Some businesses have chosen to delay opening for safety measures and additional preparation, while those who do not have access to an established patio area are forced to remain closed.
CrossKeys Vineyards is scheduled for reopening May 22. During its closure, Cross-Keys took on various aesthetic updating projects, according to Babak Bakhtiar, director of marketing. He said this following week will focus on training staff for additional sanitation measures and he expects a large outpour of customers returning to the vineyard.
“I think it’s going to be very, very busy. We’ve gotten a lot of calls. … The phone has been ringing off the hook,” Bakhtiar said. “We’re encouraging reservations. I think that’s the only way we’ll be able to control how many people are going to be able to come out. So, we already have upwards of 15 to 20 reservations for next weekend, and we just made that announcement yesterday.”

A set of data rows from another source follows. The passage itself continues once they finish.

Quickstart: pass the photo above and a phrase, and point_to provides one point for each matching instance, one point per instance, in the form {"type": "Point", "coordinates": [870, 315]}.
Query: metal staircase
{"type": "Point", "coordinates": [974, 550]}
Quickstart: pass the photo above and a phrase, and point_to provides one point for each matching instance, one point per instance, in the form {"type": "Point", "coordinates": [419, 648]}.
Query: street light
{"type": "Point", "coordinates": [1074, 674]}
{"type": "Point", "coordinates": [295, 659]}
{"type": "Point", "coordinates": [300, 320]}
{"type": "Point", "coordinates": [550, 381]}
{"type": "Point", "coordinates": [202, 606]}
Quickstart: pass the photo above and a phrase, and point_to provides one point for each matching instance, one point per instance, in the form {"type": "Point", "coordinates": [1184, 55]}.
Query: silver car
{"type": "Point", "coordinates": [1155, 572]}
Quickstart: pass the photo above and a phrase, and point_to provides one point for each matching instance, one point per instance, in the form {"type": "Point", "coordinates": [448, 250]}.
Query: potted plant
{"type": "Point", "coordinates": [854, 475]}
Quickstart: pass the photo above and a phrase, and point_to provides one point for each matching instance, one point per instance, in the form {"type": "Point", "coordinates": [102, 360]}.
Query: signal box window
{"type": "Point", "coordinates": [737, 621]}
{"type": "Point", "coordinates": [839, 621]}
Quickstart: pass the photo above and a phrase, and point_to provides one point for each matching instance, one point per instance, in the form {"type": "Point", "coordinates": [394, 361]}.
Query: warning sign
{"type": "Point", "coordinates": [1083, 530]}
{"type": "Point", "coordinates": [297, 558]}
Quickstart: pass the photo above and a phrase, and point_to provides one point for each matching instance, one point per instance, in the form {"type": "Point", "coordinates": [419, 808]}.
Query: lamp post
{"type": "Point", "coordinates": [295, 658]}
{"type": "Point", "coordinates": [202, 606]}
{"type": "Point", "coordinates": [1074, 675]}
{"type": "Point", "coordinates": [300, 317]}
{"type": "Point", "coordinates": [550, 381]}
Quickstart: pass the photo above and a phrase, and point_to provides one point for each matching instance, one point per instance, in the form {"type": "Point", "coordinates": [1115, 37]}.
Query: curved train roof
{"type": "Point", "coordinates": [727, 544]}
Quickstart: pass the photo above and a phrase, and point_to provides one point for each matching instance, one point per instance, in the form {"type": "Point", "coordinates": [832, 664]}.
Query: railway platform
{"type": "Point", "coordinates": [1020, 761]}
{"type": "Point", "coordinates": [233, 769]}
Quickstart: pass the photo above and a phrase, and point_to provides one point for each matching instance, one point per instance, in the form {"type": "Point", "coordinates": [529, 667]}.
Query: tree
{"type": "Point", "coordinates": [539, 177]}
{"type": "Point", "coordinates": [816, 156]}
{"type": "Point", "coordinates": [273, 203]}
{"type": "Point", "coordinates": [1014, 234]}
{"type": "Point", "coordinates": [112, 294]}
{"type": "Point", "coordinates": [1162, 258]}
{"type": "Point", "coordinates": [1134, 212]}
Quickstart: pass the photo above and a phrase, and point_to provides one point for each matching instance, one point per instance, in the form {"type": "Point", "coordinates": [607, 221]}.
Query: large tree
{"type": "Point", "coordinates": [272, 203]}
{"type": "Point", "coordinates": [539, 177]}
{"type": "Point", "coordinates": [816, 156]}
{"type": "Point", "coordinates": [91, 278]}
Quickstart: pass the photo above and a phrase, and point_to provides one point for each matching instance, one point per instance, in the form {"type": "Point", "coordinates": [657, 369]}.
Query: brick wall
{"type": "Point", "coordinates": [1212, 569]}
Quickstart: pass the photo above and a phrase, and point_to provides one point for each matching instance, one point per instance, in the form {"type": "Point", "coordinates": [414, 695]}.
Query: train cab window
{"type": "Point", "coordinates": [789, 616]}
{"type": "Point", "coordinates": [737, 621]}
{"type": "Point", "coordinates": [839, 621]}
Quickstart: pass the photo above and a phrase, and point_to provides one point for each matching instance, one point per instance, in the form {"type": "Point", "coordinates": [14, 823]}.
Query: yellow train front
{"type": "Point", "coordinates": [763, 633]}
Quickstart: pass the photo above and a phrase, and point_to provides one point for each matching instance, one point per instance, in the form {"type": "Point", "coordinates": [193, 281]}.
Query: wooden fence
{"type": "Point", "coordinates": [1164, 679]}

CrossKeys can legally hold 150 people according to the new guidelines, but Bakhtiar said the vineyard is going to cap patrons at a 100-person limit for the first week. Service is also being modified to reduce interactions with patrons and staff. Rather than table-side service, one member from each party will go to the tasting bar to place orders for the entire group.
Cuban Burger on Water Street is among several small eateries on the block unable to open for dine-in service due to a lack of outdoor seating. Owner Steve Pizarro said he is happy for his neighbors who can expand their services, but with a pregnant wife, he plans to delay opening until late June or early July after her delivery.
“I understand the desire to want to get open and get back to work and kind of fight against this in a more proactive way rather than sitting at home, but it is a microscopic thing, and I don’t know. I figure our instincts are to swing at it, and that’s not something it’s very effective against,” he said. “Metaphorically, going back to work, opening up the economy is a way of kind of being proactive and fighting against an enemy in a way, but it’s a virus, it’s not a foreign military.”